Enterasys operated as a subsidiary of Siemens Enterprise Communications until 12 September 2013, when Extreme Networks, announced that an agreement to purchase Enterasys in an all-cash transaction valued at US$180 million.

===Unify (2013–present)===
In October 2013, Siemens Enterprise Communications was rebranded to Unify.

In November 2015 it was announced that IT services company Atos would purchase Unify from The Gores Group/Siemens for 340 million euro. The acquisition was completed in January 2016.

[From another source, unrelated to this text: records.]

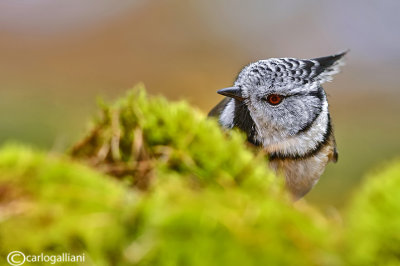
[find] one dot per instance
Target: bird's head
(284, 96)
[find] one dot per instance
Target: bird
(280, 105)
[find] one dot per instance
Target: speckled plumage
(296, 133)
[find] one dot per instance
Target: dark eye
(274, 99)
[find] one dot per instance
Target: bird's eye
(274, 99)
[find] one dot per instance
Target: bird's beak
(233, 92)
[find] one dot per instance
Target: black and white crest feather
(281, 71)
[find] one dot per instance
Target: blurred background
(56, 57)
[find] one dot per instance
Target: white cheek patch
(304, 142)
(227, 115)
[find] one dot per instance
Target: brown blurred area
(56, 57)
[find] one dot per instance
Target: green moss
(206, 198)
(53, 205)
(372, 233)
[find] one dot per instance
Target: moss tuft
(144, 138)
(372, 233)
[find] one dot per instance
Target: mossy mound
(372, 233)
(53, 205)
(204, 198)
(142, 138)
(168, 187)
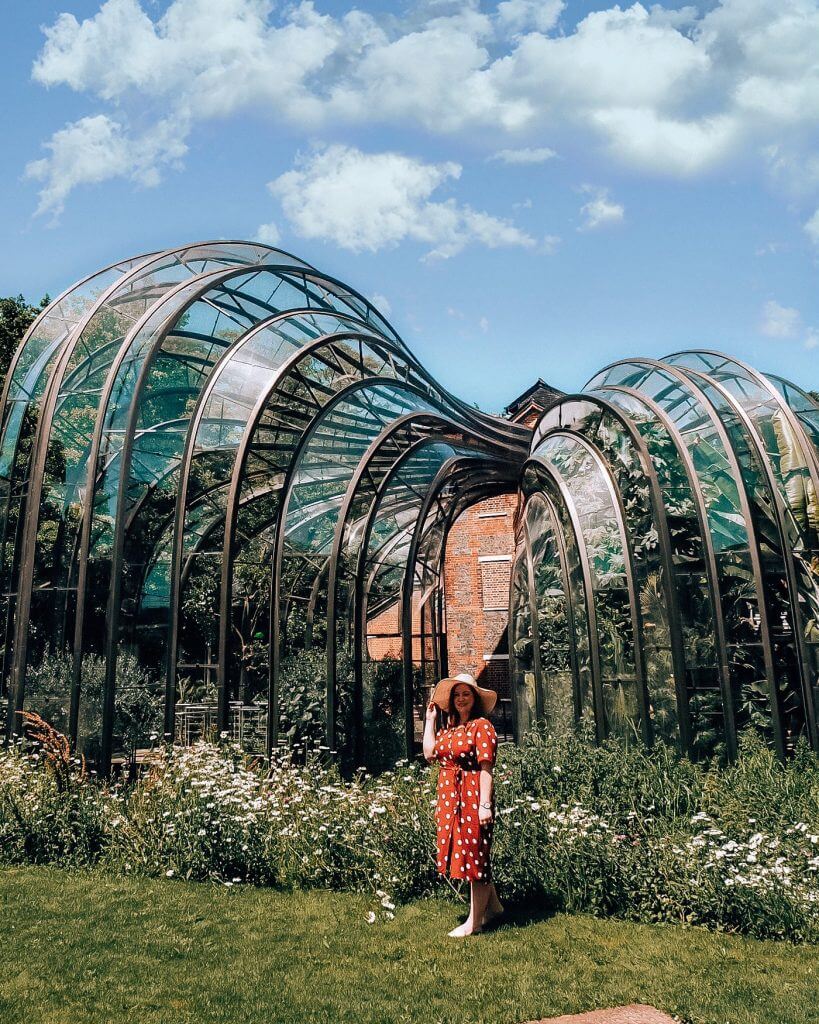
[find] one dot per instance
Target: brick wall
(478, 561)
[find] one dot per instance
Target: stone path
(620, 1015)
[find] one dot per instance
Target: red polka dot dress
(463, 845)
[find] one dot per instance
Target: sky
(525, 188)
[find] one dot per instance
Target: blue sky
(528, 188)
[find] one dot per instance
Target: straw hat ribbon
(484, 698)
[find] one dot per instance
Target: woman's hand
(485, 815)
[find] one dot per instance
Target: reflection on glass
(586, 485)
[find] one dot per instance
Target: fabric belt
(459, 774)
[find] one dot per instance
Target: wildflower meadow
(633, 834)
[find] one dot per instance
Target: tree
(16, 315)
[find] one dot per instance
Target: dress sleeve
(485, 741)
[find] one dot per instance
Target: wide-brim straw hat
(485, 699)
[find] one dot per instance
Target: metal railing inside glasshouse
(219, 465)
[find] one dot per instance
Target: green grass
(93, 948)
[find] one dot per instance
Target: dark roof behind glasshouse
(220, 465)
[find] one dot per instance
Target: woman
(464, 815)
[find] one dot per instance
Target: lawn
(93, 948)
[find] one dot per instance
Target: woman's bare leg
(479, 896)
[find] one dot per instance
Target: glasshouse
(221, 467)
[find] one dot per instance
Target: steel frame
(401, 477)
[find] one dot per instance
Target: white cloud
(96, 148)
(600, 211)
(362, 201)
(812, 227)
(672, 92)
(780, 322)
(527, 155)
(520, 15)
(268, 235)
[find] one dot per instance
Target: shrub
(638, 834)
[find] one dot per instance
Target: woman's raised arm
(429, 732)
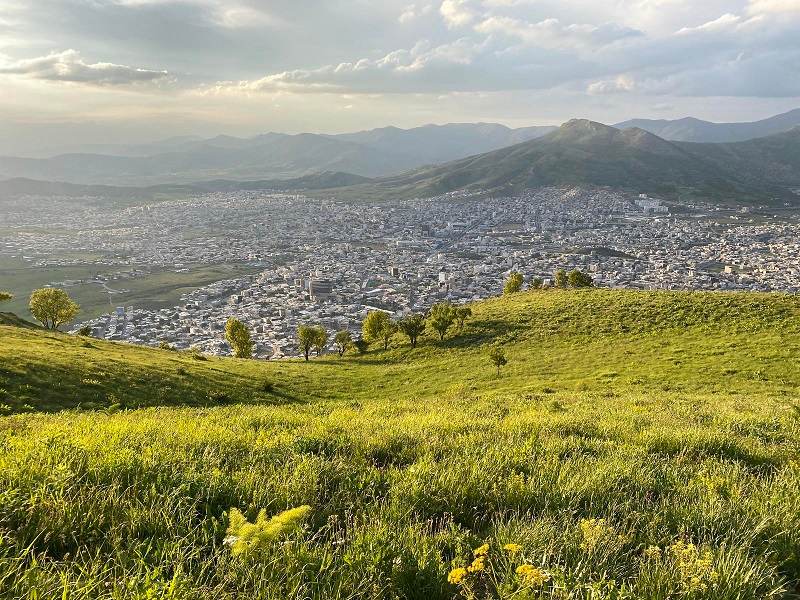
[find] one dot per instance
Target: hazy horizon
(133, 71)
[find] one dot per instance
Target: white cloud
(725, 22)
(70, 67)
(620, 84)
(774, 6)
(457, 13)
(551, 33)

In January 2023, Atos announced it entered into exclusive negotiations with Mitel for the sale of its Unified Communications & Collaboration business (Unify).

Mitel filed for Chapter 11 bankruptcy protection on March 10, 2025, listing assets and liabilities between $1 billion and $10 billion. On June 20, 2025, Mitel exited Chapter 11 bankruptcy following the completion of its restructuring plan.

==Products and services==
Unify is a communications provider that develops, deploys, and manages unified communications, network infrastructure and security and managed and professional services for large enterprises and small and medium enterprises, both directly and via partners.

Its primary product brands are OpenScape (unified communications applications), HiPath (converged enterprise communications) and Circuit (SaaS Team Communication). The company announced OpenScape with Microsoft in 2003. Unify demonstrated SIP and service-oriented architecture with OpenScape. The company's services cover managed services, professional services, and maintenance and support services.

On 28 October 2014 Unify launched a SaaS Team Communication product called Circuit which was previously codenamed Project Ansible. Due to agreement between the new owner Atos and former owner, from 2016 Circuit was further developed on-the-go and in 2017 launched as a unified communication and collaboration platform for the whole Siemens.